Yorkshire is also home to a significant manufacturing sector. From steel mills in Rotherham which maintain a sign of South Yorkshire’s industrial past to house building, with FTSE 100 listed Persimmon headquartered in York. There is a vast range in type of firms operating in the secondary sector of the economy. In the drinks industry for example, a plethora of independent breweries have found success in recent years, including Whitby and Northern Monk. Alongside this, multinationals also have an important presence in the county with Heineken operating a brewery in Tadcaster and Coca-Cola operating the largest soft drink plant in Europe from Wakefield.  

Despite this current success, there are still some gaps in the Yorkshire economy. A European Commission study in 2017 charted the GDP per capita of Yorkshire at €24,700 which is below both the UK and EU average of over €30,000. As Yorkshire transitions from the historic reliance on industry to a modern service-based economy, there is a danger that the aforementioned success of Leeds may draw resources from the rest of the region.

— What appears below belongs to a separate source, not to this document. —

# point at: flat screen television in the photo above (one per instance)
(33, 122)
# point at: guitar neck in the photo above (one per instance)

For instance, the Sheffield city region still relies heavily on a declining manufacturing industry and has struggled to grow at the same rates as Leeds.

Yorkshire also requires further public spending and an upgraded infrastructure. Yorkshire received £9,123 of spending per head between 2018-19, below the UK average and behind the North East and North West. The largest airport in the region, Leeds-Bradford, carries 4 million passengers a year, only enough to make it the 15th largest airport in the UK. When combined with Doncaster-Sheffield and Humberside airport, the only other international airports in the county, there is a combined annual handling of around 5.5 million passengers. Manchester airport by comparison carries nearly 30 million passengers a year. Antiquated rail networks have also been criticised in the region, with the proposed ‘HS3’ being delayed until 2040.

With the ongoing economic uncertainty caused by the Brexit saga and the ongoing Covid-19 pandemic, it is unclear how the Yorkshire economy will respond. Some reports suggest there will be a disparity in the impact, with the Leeds economy reportedly strong enough to manage the shock whereas there is worry about the economy of South Yorkshire. The true impact will naturally become clearer over time. One thing is clear; however, Yorkshire is a hotbed for economic potential and success and it was about time that potential was tapped.